Working Smarter Is a Full-time Job

Working smarter is a full-time job — and the lessons keep changing. For a glimpse of the future, audit the classes at these four learning centers.

The Best Brains in the Business

The future of business is learning. but where do you go to learn? Not to traditional business schools with their out-of-date case studies. And not to old-fashioned corporate universities, where workers go to be “trained,” assembly-line style.


The future of business education belongs to a new breed of corporate learning centers, places where the curriculum focuses on the three Cs — communication, collaboration, and creativity; where how you learn is part of what you learn; and where your graduation certificate matters much less than your impact on the business.

No, you can’t cross-enroll at these centers — yet. (See “Intelligence Report: 5-Year Forecast” for a glimpse of things to come.) That’s why we’ve audited some of the most enlightened practitioners of the new curriculum to bring back a sampling of the best new learning philosophies, technologies, and methodologies.
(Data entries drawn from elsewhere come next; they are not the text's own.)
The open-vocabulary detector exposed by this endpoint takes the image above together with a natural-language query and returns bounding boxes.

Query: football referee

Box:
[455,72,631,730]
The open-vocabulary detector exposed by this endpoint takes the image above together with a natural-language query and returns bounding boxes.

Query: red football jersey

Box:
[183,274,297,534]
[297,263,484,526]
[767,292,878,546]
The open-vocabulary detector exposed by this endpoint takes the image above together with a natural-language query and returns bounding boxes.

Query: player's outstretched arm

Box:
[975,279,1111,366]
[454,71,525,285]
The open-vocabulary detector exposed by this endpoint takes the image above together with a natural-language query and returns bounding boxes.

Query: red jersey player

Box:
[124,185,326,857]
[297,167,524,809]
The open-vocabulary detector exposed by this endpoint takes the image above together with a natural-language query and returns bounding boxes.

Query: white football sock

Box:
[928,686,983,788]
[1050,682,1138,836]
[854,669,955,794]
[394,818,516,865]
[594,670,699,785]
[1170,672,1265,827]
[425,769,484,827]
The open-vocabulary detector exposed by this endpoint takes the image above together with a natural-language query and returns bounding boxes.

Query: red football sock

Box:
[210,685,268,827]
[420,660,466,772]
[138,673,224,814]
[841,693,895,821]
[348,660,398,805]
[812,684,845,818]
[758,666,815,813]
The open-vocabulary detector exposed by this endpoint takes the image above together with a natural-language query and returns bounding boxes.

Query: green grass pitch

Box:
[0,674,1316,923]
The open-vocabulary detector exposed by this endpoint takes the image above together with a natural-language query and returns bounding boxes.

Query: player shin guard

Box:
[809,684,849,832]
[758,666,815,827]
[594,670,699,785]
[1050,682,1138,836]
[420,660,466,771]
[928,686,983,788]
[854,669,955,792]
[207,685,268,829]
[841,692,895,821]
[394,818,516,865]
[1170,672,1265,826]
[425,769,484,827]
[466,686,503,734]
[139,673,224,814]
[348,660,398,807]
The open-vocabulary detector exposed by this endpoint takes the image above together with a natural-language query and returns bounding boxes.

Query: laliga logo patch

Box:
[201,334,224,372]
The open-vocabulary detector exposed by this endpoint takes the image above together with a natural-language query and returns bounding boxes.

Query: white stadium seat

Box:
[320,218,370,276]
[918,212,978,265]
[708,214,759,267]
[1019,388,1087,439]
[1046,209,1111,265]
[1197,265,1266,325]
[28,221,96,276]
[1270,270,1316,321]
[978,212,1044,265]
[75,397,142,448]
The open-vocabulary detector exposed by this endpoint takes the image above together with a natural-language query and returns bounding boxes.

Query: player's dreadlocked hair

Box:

Best Class: Learning How to Learn

In 1994, the Bank of Montreal built a $50 million residential facility for its Institute for Learning (IFL). It’s not another monument, but a dynamic environment for continuous learning. Vast hallways are punctuated with windowed alcoves designed for serendipitous meetings and informal conversation; eight role-play rooms with video-playback technology stand ready; and the central hall features an “affinity wall” on which clients engage in visible threads of dialogue.

“We spend a tremendous amount of time learning how to learn from each other,” explains Diane Blair, manager of Meta-Learning at IFL. “Our goal is not as much about teaching a specific skill as developing a person’s capacity for learning. That’s very different from: Tell me what I need to be.”

The best class, it turns out, is not a class at all: Open Forums are the “penultimate watercooler,” says Blair. IFL’s Productivity Forum ’95, for example, brought together 150 employees from all levels with no planned agenda or presentations. Participants created their own agenda, convened their own sessions, and generated a book of proceedings.